To create a new transformation
In Spoon, click File > New > Transformation.
Any one of these actions opens a new Transformation tab for you to begin designing your transformation.
By clicking New, then Transformation
By using the CTRL-N hot key
Generate rows outputs a specified number of rows. By default, the rows are empty; however, they can also contain several static fields. This step is used primarily for testing purposes. It may be useful for generating a fixed number of rows, for example, if you require exactly 12 rows for 12 months.
Sometimes you may use Generate Rows to generate one row that is an initiating point for your transformation.
To add the Generate Rows step, expand the ‘Input’ category in the Design tab, and drag the step onto the canvas.
💡Alternatively, enter ‘Generate Rows’ into the search bar.
Double-click on the Generate Rows to open step properties.
Ensure the following details are configured:
Step name
gr_hello-world
Limit
10
Name
message
Type
string
Value
hello world
Before we close this dialog and continue creating the transformation, let’s make certain the Step generates the data we expect.

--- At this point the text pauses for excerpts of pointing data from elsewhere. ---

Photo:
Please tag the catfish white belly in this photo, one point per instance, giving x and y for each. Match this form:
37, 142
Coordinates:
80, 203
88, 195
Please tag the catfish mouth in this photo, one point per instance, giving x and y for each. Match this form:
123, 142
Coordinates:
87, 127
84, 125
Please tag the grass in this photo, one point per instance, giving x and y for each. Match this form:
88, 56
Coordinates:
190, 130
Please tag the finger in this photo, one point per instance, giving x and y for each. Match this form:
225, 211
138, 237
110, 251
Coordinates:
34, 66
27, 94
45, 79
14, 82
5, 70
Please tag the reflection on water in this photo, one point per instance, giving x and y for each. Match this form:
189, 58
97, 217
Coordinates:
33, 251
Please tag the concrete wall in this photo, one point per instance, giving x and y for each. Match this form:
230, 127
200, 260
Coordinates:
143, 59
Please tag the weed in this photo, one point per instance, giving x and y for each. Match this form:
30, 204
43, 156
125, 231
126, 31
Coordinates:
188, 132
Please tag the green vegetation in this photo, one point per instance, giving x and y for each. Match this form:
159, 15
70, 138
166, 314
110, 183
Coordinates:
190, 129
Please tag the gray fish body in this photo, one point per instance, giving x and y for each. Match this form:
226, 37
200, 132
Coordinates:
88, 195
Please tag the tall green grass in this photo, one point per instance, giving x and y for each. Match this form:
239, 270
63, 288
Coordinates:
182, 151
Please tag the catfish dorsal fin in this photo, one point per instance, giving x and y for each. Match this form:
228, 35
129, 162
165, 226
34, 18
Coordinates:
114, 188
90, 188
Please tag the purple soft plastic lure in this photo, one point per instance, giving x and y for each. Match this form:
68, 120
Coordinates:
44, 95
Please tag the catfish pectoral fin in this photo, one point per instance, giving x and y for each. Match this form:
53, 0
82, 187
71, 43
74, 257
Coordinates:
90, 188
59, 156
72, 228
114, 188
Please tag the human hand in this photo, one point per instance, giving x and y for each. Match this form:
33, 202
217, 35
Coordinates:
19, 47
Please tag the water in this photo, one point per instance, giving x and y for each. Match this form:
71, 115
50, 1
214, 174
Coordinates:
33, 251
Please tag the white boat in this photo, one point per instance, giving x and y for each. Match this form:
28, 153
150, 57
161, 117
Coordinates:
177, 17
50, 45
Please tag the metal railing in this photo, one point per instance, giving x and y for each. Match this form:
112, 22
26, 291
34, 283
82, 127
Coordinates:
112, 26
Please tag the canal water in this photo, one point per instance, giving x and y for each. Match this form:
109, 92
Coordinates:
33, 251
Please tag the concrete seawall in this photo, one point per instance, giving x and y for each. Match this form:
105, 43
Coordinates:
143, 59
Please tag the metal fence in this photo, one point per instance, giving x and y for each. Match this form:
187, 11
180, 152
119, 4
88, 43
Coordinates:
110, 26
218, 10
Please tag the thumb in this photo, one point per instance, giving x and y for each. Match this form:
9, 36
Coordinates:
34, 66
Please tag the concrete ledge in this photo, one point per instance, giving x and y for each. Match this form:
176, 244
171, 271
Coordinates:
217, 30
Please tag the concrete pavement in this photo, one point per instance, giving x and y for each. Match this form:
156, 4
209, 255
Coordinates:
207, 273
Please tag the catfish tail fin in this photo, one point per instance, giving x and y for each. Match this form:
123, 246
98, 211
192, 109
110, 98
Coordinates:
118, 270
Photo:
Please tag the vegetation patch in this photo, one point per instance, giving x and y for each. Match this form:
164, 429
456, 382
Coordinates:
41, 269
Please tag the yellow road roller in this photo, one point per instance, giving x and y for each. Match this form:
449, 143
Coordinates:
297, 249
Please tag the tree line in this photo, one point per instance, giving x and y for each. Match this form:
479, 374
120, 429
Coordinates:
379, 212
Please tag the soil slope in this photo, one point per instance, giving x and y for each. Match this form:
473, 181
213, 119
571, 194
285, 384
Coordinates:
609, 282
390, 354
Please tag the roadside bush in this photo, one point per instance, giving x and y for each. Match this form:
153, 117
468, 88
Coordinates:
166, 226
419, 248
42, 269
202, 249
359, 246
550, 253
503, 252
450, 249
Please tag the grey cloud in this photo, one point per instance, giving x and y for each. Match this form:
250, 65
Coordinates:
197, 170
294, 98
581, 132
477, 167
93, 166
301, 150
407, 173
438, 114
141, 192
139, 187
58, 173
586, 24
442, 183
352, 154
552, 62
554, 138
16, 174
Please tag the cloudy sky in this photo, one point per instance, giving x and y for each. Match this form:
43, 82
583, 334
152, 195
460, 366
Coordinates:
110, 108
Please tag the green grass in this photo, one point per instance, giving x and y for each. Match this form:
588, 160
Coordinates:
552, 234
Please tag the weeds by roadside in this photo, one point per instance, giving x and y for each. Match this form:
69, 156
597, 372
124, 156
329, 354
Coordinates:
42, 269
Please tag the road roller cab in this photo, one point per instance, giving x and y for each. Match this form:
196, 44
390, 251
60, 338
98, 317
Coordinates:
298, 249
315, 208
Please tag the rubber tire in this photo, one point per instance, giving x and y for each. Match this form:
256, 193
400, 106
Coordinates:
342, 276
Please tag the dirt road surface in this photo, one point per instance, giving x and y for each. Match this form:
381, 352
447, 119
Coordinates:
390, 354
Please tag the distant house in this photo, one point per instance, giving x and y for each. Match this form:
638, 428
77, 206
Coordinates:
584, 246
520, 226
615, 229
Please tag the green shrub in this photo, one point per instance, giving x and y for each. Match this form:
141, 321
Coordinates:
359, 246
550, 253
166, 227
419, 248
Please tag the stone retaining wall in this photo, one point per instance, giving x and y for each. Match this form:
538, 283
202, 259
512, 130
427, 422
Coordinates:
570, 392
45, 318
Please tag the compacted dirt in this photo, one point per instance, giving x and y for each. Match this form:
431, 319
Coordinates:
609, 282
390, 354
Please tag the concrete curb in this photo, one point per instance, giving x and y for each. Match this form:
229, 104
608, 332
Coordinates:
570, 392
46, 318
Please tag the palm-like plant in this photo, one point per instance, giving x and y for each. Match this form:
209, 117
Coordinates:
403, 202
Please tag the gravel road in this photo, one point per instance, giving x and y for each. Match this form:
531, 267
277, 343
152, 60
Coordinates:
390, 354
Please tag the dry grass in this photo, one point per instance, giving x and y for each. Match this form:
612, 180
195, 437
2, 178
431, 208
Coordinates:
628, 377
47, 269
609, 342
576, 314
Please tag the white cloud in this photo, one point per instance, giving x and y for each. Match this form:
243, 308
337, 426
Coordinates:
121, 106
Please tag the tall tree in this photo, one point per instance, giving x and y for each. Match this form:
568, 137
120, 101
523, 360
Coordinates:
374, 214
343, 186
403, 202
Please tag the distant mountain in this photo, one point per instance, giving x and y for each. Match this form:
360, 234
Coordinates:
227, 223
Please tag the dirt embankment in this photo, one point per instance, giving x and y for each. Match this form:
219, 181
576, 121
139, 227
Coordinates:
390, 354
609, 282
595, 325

Click Preview button. The ‘Enter preview size’ dialog is displayed.
In the ‘Enter preview size’ dialog, click the [OK] button.
Verify 10 rows of data with the message you entered is displayed, and then click the [OK] button to close the ‘Examine preview data’ dialog.

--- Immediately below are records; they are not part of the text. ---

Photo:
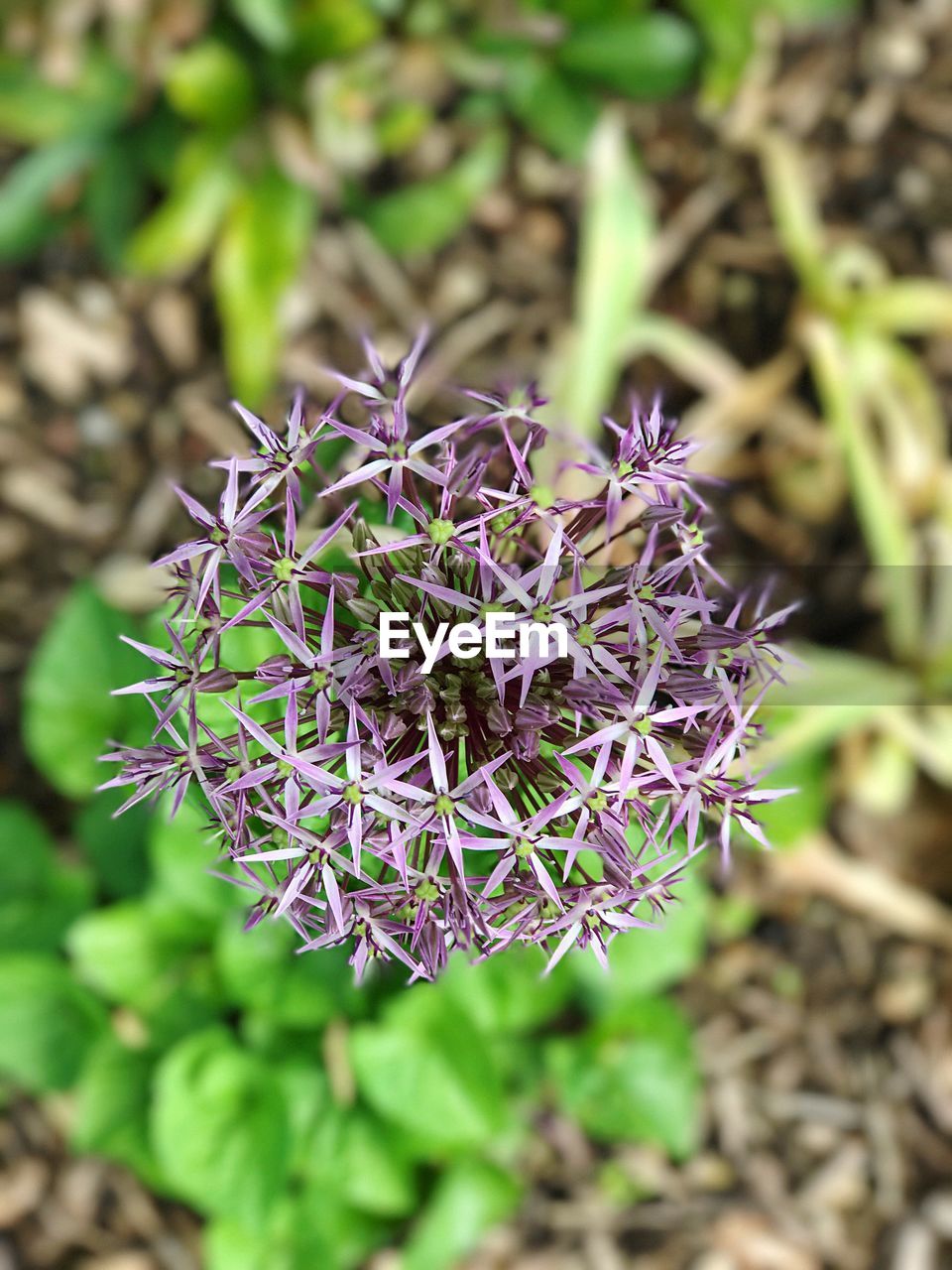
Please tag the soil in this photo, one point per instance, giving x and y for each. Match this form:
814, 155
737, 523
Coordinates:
825, 1035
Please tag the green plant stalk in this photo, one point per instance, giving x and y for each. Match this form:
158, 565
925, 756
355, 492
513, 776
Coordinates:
883, 522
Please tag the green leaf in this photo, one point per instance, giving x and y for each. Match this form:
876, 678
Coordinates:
262, 971
112, 1103
789, 820
35, 111
558, 114
68, 715
376, 1175
634, 1079
647, 56
41, 896
220, 1127
123, 951
647, 961
268, 21
26, 216
612, 278
261, 253
114, 844
470, 1199
153, 959
208, 82
312, 1229
728, 28
331, 28
429, 1072
425, 216
182, 849
27, 856
507, 996
48, 1023
179, 232
114, 198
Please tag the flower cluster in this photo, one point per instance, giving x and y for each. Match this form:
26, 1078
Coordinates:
544, 799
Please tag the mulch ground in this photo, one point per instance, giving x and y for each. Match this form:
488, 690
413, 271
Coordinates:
826, 1039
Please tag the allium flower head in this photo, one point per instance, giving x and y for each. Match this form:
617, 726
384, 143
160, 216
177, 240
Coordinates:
477, 803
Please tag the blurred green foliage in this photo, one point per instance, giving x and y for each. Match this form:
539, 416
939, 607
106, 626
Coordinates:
222, 137
309, 1120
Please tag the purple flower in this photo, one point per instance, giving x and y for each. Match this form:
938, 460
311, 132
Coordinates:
453, 798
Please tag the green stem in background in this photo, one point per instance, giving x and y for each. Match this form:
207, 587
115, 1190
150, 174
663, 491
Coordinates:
612, 277
798, 227
889, 538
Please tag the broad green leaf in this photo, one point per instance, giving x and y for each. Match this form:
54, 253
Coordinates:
41, 894
268, 21
612, 278
27, 853
728, 28
112, 1106
179, 232
647, 961
36, 111
468, 1201
182, 851
26, 216
425, 216
376, 1175
633, 1080
645, 56
48, 1023
150, 957
114, 198
429, 1072
68, 714
123, 952
259, 254
262, 970
506, 996
557, 113
331, 28
209, 82
220, 1127
114, 844
313, 1230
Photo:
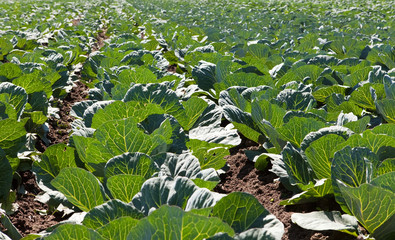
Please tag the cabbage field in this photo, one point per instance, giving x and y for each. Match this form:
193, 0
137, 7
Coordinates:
170, 119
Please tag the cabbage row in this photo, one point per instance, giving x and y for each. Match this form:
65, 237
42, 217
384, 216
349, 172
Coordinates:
172, 90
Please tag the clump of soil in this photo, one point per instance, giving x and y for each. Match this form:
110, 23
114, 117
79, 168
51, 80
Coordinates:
101, 36
27, 219
59, 129
244, 177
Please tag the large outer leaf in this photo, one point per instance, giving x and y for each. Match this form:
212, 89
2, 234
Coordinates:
171, 222
233, 96
158, 94
295, 100
12, 135
388, 129
216, 134
322, 188
203, 199
5, 176
194, 107
163, 190
352, 167
373, 206
210, 155
319, 154
243, 213
300, 73
10, 71
118, 229
80, 187
321, 221
341, 131
297, 168
73, 232
386, 108
54, 159
93, 154
92, 110
124, 186
120, 110
121, 136
130, 163
321, 94
297, 128
205, 74
109, 211
263, 113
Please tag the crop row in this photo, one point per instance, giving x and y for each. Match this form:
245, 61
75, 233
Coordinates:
171, 91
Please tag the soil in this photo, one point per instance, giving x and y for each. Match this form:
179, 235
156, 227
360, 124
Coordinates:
27, 219
242, 176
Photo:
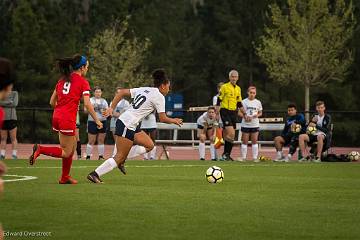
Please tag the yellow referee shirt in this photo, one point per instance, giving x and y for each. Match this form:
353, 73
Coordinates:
230, 95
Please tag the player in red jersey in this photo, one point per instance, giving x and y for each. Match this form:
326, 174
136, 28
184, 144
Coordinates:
65, 101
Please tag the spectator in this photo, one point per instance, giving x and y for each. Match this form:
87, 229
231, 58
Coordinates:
9, 124
250, 124
94, 133
322, 122
206, 129
148, 125
288, 136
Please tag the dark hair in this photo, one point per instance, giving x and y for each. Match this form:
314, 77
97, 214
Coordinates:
292, 105
211, 108
159, 77
68, 64
7, 73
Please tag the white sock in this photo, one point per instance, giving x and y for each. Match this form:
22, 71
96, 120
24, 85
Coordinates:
212, 151
101, 149
136, 151
88, 150
243, 151
255, 150
153, 153
106, 167
202, 150
114, 151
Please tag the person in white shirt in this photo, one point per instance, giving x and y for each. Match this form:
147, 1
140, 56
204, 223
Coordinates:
250, 124
94, 133
118, 110
130, 140
206, 129
148, 125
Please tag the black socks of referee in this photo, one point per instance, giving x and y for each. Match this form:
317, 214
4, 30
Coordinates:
78, 148
228, 147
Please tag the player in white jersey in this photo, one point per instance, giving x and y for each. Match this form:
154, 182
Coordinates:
148, 125
207, 125
250, 124
130, 140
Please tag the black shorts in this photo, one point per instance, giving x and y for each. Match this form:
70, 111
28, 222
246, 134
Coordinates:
249, 130
92, 128
148, 130
9, 124
229, 118
122, 131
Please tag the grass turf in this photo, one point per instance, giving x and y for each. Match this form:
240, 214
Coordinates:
172, 200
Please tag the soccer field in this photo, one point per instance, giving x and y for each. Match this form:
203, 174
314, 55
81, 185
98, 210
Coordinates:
172, 200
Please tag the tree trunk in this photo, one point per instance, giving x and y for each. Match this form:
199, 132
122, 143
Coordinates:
307, 102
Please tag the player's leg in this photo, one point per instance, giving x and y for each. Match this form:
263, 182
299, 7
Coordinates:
202, 138
101, 146
244, 142
254, 144
210, 135
4, 134
303, 139
14, 143
279, 142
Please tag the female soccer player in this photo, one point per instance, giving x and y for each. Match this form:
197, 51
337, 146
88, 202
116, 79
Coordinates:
250, 123
65, 101
207, 125
100, 105
146, 100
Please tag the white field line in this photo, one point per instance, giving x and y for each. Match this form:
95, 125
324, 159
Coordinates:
18, 178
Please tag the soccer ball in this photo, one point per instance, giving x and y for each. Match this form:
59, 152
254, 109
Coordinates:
311, 130
214, 174
354, 156
296, 128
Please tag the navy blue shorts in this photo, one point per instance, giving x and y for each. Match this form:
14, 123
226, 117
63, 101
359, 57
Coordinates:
249, 130
122, 131
92, 128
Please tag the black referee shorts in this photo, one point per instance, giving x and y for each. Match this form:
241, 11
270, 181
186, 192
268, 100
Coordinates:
229, 118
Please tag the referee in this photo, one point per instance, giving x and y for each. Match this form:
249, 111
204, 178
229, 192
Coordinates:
229, 101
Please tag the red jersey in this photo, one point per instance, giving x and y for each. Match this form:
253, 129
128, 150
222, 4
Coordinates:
69, 95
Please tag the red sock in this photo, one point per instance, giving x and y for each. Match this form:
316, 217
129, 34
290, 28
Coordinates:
51, 151
66, 164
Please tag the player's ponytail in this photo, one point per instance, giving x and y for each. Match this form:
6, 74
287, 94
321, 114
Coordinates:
68, 64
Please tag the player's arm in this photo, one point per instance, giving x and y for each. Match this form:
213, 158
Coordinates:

Click OK button to close the ‘Generate Rows’ dialog.
The Dummy step does process records. Its primary function is to be a placeholder for testing purposes. For example, to have a transformation, you need at least two steps connected to each other.
To add the Dummy step, expand the ‘Flow’ category in the Design tab, and drag the Dummy step onto the canvas:
This final part of the creating a transformation focuses exclusively on the local execution option.
In Spoon, select Action > Run This Transformation.
Or Click on the Run button in the toolbar
The Execute a transformation window appears. You can run a transformation locally, remotely, or in a clustered environment. For the purposes of this exercise, keep the default as Local Execution.
Click Run icon and select Run Options.
In the Run Options panel you can set:
• the run configuration - the server pattern (single server or across a cluster)
• set the logging level
• save the Transformation locally.
The transformation executes.
A green tick confirms the transformation's execution, but doesn't guarantee the success of the underlying operations.
Execution Results
The Execution Results section of the window contains several different tabs that help you to see how the transformation executed, pinpoint errors, and monitor performance.
Logging tab displays logging information for each of the steps in the transformation.
Step Metrics tab provides statistics for each step in your transformation including how many records were read, written, caused an error, processing speed (rows per second) and more. This tab also indicates whether an error occurred in a transformation step.
Metrics will help identify any back pressure on the Steps. In this example the transformation took 30ms to execute. Notice that the steps gr_hello-world & Dummy are initialised at the same time. Each step is executed in parallel, i.e. in their own thread, independent of each other.
Preview tab displays the records.
Viewing the transformation structure
If you click the View icon in the upper left corner of the screen, the tree will change to show the structure of the transformation currently being edited.